AVRUPA

AfD eş başkanı Weidel: AB’den çıkmak için referandum yapabiliriz

Yayınlanma

Almanya için Alternatif’in (AfD) iktidara gelmesi halinde AB üyeliği konusunda ‘Brexit’ tarzı bir referandum için bastıracağını söyleyen eş başkan Alice Weidel, Birleşik Krallık’ın birlikten çıkmakta ‘yerden göğe kadar haklı’ olduğunu savundu.

Seçim anketlerinde ikinci sırada yer alan partinin lideri Weidel, Financial Times’a (FT) bir mülakat verdi. 2022’den bu yana partinin başında bulunan Weidel, Brexit’in Almanya için de bir model olduğunu savundu.

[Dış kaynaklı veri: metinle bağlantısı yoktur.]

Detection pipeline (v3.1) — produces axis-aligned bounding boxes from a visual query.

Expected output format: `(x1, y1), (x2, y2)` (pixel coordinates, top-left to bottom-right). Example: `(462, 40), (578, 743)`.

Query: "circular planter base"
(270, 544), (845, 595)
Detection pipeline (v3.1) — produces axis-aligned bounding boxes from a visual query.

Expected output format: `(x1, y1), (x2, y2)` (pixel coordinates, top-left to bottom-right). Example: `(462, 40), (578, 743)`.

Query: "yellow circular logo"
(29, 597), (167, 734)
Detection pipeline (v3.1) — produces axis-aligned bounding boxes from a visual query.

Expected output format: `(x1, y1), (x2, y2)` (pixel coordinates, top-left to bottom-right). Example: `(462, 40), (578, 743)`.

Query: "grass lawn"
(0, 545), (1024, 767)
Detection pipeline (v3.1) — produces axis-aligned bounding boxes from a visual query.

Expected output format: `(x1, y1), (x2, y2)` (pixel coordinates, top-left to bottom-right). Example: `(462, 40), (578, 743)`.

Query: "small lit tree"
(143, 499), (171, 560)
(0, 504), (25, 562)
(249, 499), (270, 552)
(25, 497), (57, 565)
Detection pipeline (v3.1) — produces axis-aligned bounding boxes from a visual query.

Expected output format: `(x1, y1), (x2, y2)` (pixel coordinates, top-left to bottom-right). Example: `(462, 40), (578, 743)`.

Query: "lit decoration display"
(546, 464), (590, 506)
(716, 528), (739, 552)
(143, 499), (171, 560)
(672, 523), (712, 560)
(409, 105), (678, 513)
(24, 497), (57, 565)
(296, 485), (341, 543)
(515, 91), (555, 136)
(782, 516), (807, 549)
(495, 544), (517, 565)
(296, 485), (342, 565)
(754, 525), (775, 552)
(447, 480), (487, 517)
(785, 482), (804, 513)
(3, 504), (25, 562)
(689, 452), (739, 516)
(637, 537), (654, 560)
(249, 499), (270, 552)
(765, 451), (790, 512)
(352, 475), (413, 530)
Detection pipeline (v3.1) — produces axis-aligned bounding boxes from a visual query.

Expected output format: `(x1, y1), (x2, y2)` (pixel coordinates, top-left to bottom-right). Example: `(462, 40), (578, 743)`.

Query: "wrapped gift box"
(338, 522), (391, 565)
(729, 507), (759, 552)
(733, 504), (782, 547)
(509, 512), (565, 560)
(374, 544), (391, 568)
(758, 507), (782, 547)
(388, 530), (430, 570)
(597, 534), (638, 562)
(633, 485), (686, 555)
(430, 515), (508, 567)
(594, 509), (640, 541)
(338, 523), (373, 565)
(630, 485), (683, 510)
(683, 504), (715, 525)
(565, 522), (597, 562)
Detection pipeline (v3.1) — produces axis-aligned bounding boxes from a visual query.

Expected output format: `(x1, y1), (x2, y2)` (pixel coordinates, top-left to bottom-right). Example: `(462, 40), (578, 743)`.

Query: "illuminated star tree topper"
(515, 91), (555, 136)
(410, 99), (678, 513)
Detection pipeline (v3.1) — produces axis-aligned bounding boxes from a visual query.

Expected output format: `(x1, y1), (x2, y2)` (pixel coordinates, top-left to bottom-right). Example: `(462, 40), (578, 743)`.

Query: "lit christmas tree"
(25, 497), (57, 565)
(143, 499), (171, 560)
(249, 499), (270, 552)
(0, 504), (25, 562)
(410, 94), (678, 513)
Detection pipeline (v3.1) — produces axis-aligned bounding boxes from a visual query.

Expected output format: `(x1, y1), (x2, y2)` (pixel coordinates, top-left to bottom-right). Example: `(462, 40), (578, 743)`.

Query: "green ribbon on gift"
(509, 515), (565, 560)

Weidel, bir AfD iktidarının AB’de reform yapmaya ve ‘seçilmemiş bir yürütme’ olarak nitelendirdiği Avrupa Komisyonu’nun yetkilerini kısıtlamak da dahil olmak üzere ‘demokratik açığını’ gidermeye çalışacağını söyledi.

AfD lideri, “Fakat bir reform mümkün değilse, AB üye devletlerinin egemenliğini yeniden inşa edemezsek, tıpkı Britanya’nın yaptığı gibi halkın karar vermesine izin vermeliyiz. ‘Dexit’ –Almanların AB’den  çıkışı– konusunda bir referandum yapabiliriz,” dedi.

Göçmenleri geri gönderme tartışması

AfD’li bazı isimlerin göçmenleri ve göçmen kökenli Almanları ülkeden gönderme planlarının tartışıldığı bir toplantıya katılması ile başlayan tartışmalara da değinen Weidel, kasım ayında yapılan toplantıyı ortaya çıkaran medya organı Correctiv’e çatarak, gazetenin yöntemlerini ‘skandal’ olarak nitelendirdi.

Yayınlanan haberle birlikte ‘insanları yasal olarak ülkelerine geri gönderme fikrinin suç haline getirilmeye çalışıldığını’ öne süren Weidel, Almanya’da kalmak zorunda olmayan veya sınırdışı kararı verilen insanları göndermenin ‘Alman yasalarının uygulanması’ anlamına geleceğini kaydetti.

Kendisi için ‘tersine göç’ kavramının, ‘sahte iddialarla yasadışı yollardan vatandaşlık kazanmış’ veya ‘terörizmden şüphelenilen veya hüküm giymiş suçlu olan çifte vatandaşlığa sahip’ kişileri sınır dışı etmek anlamına geldiğini söyledi ve toplu sınır dışı etme iddialarını reddederek, “Burada genelleme yapamazsınız,” dedi.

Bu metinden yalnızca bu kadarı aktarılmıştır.